Une plus petite tarte, une plus grande part

Il est vrai que dans l'étude fondamentale de Kwan et Brodie en 2000, seulement 4% de l'ensemble de la cohorte de l'étude ont atteint la liberté de crise après deux échecs de médicaments. Et dans le suivi de 2018 de Chen et al, seulement 4,4% de la cohorte de l'étude est devenue sans crise avec un troisième régime médicamenteux.

Mais ces pourcentages ne sont pas faibles parce que la situation est désespérée; ils sont faibles parce que la cohorte d'étude est grande. La cohorte comprend tout le monde: ceux qui ont obtenu la liberté de crise avec un premier ou un deuxième médicament, ainsi que ceux qui ont essayé un troisième médicament et toute personne perdue de vue.

Tirer des conclusions au niveau individuel en utilisant l'ensemble de la cohorte revient à dire: « En 2018, il y avait 3,7 millions de diplômés du secondaire aux États-Unis et 6000 d'entre eux ont été acceptés à l'Université de X, donc l'Université de X a un taux d'acceptation de 0,16%. »

Bien sûr, ce n'est pas vrai. La plupart des lycéens américains n'ont même pas postulé à l'Université de X, ils ne peuvent donc pas être inclus dans le calcul d'un taux d'acceptation.

De même, la plupart des personnes dans les études de 2000 et 2018 n'ont pas essayé un troisième régime médicamenteux; ils ne peuvent donc pas être inclus dans le calcul du taux de réussite. Le taux d'absence de crise pour tout régime médicamenteux donné doit inclure uniquement les patients qui ont essayé ce régime et exclure ceux qui ne l'ont pas fait.

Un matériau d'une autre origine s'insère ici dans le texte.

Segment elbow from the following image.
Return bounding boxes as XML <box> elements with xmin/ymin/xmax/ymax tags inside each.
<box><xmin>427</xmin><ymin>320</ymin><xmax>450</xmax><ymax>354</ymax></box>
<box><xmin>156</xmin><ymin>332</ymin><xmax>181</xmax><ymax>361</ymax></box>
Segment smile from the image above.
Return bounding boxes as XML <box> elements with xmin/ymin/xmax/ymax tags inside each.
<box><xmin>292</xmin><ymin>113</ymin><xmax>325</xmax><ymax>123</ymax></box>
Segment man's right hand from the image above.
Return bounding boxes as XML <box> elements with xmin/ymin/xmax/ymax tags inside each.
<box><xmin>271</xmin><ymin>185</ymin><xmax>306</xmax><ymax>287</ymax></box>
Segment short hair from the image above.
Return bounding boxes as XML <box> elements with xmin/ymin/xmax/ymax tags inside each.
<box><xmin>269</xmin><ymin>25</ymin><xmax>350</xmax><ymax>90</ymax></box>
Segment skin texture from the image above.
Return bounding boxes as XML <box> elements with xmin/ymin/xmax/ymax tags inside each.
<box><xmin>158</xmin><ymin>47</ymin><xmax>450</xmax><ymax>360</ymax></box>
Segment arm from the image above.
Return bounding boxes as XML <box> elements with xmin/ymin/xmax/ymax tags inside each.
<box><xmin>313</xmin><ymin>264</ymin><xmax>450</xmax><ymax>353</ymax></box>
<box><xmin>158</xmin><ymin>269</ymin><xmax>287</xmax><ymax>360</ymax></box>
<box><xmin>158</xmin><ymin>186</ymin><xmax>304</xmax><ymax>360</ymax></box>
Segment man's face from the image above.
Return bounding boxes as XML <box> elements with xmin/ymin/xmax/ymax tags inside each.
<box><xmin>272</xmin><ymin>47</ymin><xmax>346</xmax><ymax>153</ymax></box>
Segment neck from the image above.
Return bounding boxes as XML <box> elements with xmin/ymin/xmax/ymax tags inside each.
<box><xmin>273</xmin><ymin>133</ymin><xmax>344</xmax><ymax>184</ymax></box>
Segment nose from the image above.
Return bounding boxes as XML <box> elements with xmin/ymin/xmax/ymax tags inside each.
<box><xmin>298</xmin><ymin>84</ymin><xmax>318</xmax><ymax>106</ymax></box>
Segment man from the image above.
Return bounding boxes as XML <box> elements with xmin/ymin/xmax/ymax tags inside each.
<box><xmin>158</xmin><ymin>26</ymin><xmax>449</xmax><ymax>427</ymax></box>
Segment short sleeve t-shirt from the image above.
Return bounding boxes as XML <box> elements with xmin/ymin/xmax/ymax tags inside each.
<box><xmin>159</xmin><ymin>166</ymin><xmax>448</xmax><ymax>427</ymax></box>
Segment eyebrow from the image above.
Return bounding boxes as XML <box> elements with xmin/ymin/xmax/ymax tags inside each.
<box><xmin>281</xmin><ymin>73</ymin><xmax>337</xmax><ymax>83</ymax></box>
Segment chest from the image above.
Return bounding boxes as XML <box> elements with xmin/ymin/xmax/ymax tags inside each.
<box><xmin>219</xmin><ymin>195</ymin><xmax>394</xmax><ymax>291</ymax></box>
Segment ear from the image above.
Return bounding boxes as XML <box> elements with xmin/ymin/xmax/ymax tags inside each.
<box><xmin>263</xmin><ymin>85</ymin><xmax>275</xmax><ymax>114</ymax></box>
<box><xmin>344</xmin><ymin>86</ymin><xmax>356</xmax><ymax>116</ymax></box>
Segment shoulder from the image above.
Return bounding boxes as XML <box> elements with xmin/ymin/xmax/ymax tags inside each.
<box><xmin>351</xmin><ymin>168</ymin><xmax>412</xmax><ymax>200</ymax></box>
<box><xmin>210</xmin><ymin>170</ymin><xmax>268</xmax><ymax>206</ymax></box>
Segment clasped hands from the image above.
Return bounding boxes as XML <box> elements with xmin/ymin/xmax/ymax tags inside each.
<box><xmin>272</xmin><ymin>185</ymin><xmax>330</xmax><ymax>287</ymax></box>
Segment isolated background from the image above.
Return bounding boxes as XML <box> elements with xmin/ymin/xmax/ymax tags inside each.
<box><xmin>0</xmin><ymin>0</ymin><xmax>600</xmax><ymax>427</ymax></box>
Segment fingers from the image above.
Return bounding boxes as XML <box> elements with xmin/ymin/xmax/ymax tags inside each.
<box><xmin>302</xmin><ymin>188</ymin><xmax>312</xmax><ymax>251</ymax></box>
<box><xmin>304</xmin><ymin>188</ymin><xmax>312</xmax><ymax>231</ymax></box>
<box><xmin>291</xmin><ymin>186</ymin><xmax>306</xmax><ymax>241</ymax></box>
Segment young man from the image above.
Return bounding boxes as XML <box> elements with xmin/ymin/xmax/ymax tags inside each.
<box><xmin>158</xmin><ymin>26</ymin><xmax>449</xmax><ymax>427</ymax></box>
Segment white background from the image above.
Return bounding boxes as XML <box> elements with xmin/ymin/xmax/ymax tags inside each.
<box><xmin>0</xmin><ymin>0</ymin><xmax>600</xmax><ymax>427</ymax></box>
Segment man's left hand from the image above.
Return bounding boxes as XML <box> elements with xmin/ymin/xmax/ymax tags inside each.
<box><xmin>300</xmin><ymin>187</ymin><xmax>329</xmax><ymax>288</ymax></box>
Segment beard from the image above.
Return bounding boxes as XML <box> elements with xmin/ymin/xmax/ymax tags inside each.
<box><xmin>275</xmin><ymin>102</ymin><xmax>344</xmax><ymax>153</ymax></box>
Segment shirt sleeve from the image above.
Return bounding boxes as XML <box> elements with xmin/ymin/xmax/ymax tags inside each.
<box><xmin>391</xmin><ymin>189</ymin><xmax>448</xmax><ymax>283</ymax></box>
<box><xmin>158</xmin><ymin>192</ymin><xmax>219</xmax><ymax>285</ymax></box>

Tel était le point principal d'une récente lettre de la revue Épilepsie, intitulé «Perceptions erronées sur la chance de la liberté de saisie avec des médicaments anticonvulsivants après deux essais infructueux.

Les auteurs Benjamin Blond, Lawrence Hirsch et Richard Mattson ont été contraints d'écrire la lettre après des années à avoir vu une analyse au niveau de la population utilisée pour faire des réclamations au niveau individuel, culminant avec une publicité déclarant faussement que « après l'échec de deux médicaments anti-épileptiques, la chance de le troisième échec est de 95%. « 

Les taux sans crise après l'échec de deux médicaments sont bien supérieurs à 5%. L'étude de suivi de 2018 a révélé que parmi les personnes qui ont essayé un troisième médicament, 23,6% ont obtenu une liberté de crise. De même, la liberté de saisie a été obtenue chez 15% de ceux qui essayaient un quatrième médicament, 14,1% en essayant un cinquième et 14% en essayant un sixième. (Seulement 15 personnes ont essayé plus de 6 médicaments)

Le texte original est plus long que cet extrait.